Because we know too well of the seasons that we are in a fierce battle and long for ONE.


[Perhaps a battle for a broken relationship to be restored, or a severe illness to be healed or a personal balance sheet to move into the black.]

And we remember too keenly the excruciating times of pain where we cry out for ONE.


[Perhaps the pain is overwhelming and exhausting and feels never-ending and oh so deafening.]


And there are times during our busy and frantic seasons where we dream of ONE.


[Perhaps the days run into each other without any kind of a break and it’s almost impossible to keep our heads above water. We are the rat on the treadmill going round and round, faster and faster, and not getting anywhere of consequence. Stress consumes us and we fall into bed at the end of each day depleted and almost numb.]


All we want is just ONE ordinary day.

It makes sense.


The regular, mundane sun-up to sun-downs are the calm in the middle of the crazy, the respite in the rush. We need them. They are precious (as the last two years of pandemic and political turmoil and social upheaval taught us in spades).

They are where lives are built, brick-by-brick. Days where we make in-the-moment choices to love another, do our work with integrity, show kindness to a stranger (or even those people we sit across from the table from), laugh until our bellies hurt, even nourish and strengthen our bodies. Brick by painstaking brick.

Think about it just for a minute.

It ISN’T the big family vacation where we learn to be compassionate.

IT’S the days we serve the overlooked week after week.

It ISN’T the huge shindigs we throw that show us what true generosity means.

IT’S when we pull our car over and buy lemonade from a child’s stand and watch their eyes sparkle or perhaps share our last piece of pizza with a hungry teenager sitting across the table from us.

It ISN’T the job promotion or the awards night that promotes integrity.

IT’S the way we do our taxes (I need to get on that very soon) and apologize when we are wrong.

It’s not the spectacular that forms us.

It’s the ordinary. The very beautiful ordinary.

As you well know, watching it unfold so quickly, the days turn into weeks.

The weeks add up to months and then years.

The years become a life.

A beautiful and precious life (our beautiful and precious life) is created from a long windy string of ordinary days (with some not-so-ordinary ones thrown in just for the BLEEP of it).


So ordinary Tuesday in the middle of Lent (and boy do I hope it’s an ordinary one for you and if it’s not, send me an email and I will stop what I’m doing to hold space for you), we don’t want to miss out on you.

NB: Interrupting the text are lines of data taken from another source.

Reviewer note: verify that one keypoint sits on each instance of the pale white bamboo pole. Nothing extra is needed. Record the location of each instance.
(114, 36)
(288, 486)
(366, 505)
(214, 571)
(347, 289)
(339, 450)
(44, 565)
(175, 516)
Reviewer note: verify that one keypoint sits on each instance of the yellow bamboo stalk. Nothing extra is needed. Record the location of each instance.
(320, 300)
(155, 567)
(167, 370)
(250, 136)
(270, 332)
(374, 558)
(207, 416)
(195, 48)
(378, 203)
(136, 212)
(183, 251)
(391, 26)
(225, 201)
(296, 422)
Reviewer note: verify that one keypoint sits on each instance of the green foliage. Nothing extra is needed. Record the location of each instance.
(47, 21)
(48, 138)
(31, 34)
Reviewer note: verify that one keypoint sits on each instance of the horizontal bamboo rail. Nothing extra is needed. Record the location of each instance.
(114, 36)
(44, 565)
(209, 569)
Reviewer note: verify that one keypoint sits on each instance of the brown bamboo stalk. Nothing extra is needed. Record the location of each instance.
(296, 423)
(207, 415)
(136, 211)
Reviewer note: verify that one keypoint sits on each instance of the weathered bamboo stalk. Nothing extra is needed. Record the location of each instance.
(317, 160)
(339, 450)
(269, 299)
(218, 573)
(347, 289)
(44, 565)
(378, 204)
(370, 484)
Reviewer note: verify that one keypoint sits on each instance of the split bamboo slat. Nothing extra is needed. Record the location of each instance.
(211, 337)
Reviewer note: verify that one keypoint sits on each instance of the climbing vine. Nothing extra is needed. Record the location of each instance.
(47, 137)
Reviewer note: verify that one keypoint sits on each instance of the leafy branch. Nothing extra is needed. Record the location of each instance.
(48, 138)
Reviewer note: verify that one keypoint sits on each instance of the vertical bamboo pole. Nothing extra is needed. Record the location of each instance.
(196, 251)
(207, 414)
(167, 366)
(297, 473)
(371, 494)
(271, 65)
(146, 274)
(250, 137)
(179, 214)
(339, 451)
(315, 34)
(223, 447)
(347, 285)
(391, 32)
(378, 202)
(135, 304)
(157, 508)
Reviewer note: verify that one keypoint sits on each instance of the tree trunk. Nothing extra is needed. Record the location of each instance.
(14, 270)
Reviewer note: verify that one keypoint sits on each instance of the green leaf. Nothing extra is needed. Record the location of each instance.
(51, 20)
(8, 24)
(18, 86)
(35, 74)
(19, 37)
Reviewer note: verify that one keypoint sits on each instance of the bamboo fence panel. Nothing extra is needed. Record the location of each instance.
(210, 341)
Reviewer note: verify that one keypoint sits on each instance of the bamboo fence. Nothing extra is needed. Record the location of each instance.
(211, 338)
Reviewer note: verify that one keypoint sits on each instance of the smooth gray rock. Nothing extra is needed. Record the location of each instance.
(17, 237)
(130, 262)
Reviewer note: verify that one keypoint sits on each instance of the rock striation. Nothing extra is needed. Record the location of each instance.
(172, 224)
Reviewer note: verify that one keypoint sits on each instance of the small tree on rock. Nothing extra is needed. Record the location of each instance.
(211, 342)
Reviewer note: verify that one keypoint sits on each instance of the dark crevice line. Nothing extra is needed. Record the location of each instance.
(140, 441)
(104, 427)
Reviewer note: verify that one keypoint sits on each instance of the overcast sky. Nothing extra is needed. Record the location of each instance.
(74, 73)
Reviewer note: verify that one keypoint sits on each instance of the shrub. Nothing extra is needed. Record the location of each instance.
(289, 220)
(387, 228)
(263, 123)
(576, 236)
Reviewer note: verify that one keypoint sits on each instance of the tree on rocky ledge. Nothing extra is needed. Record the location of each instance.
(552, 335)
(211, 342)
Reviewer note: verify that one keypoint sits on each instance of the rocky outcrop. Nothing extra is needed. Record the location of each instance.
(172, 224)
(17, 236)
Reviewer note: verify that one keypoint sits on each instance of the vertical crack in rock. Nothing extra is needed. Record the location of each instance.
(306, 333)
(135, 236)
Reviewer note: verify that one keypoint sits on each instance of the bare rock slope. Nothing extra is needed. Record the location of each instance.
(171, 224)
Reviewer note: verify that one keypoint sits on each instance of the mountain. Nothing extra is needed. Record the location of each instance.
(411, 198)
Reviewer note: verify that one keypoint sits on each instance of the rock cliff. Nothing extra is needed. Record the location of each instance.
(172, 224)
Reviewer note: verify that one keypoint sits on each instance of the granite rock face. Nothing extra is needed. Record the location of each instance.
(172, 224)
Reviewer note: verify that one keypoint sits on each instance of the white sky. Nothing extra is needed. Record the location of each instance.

We receive you as a good gift from our good God.

We love you.

We want to learn from you.

We soak you in.

We do not want to dismiss you in pursuit of an elusive tomorrow.

We choose to stay right here, right now, reveling in the beauty of you.

And lastly, we agree with Pam Halpert, as she closes out the very last episode of the very last season of The Office:


“There’s a lot of beauty in ordinary things. Isn’t that kind of the point?”



From my very ordinary heart to yours.

Esther


P.S. I'm sorry if that picture of the pizza made your mouth water. Same here.